Il tape du poing sur le siège d’à côté, quelles équipes bandantes il a vu jouer ici. Les campagnes des années 60 et 70, juste stoppées en finale, le Du Manoir, la finale de 96, la fabuleuse bagarre contre Pontypridd, et un de ses seuls déplacements hors de France, ce jour de janvier 97, à Cardiff. Inoubliable.

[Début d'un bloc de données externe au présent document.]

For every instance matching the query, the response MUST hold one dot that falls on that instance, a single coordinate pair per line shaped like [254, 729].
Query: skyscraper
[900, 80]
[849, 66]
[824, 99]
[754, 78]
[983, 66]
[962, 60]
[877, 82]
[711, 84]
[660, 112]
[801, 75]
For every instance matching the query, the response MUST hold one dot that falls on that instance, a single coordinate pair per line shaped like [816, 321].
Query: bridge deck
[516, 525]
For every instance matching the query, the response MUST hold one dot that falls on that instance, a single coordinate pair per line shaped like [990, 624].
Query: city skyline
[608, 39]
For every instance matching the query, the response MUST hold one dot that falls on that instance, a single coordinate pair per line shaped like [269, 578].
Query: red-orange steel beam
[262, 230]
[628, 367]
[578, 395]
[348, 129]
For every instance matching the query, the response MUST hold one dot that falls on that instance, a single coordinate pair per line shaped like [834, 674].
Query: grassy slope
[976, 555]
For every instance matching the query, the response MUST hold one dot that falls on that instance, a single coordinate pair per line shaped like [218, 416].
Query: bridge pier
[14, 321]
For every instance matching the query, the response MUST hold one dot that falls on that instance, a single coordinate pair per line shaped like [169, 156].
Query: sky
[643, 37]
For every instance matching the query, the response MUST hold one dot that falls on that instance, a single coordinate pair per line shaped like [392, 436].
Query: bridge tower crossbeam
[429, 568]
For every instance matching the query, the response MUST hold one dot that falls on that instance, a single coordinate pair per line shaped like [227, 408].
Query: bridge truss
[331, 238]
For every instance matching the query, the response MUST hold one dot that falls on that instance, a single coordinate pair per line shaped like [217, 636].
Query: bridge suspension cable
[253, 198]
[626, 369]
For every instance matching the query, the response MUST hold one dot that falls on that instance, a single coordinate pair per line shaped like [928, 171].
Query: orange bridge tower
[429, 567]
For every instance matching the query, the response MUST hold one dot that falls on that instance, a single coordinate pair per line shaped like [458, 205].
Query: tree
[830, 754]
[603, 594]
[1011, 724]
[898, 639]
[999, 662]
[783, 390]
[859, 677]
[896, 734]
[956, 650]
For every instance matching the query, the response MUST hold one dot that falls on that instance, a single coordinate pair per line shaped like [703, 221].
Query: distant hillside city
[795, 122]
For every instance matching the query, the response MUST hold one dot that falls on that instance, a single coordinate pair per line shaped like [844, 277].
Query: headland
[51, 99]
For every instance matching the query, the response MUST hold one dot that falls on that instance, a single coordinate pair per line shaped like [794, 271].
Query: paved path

Ernest secoue la tête, il va devoir y aller. Il voit le gars du club qui monte vers lui, comme à chaque fois. Il posera sa main sur sa vieille épaule, affichera un sourire d’empathie et lui dira « il faut partir monsieur Ernest, venez, je vous aide à descendre ». Ils feront quelques pas dans les escaliers et il lui demandera inévitablement « alors ce match ? Vous en dites quoi monsieur Ernest ? ». Ernest lâchera un borborygme puis offrira un clin d’œil plein de malice et ils parleront du prochain match à l’extérieur en se rendant jusqu’au portail de l’entrée sud. Le prochain match, déplacement à Bourg en Bresse, pas un match facile, peut-être le match qui va tout sceller, accrocher une des deux premières places ou dire adieu aux demies à la maison. Et il ne sait pas Ernest, malgré ce festival offensif auquel il a eu droit ce soir, avec cette équipe imprévisible, il ne sait pas. Il espère.

Le type du club lui sert la main, ils se disent bonsoir autour des feuilles qui volent un peu au ras du sol.

C’était un bien beau match pensa Ernest, un bien beau match.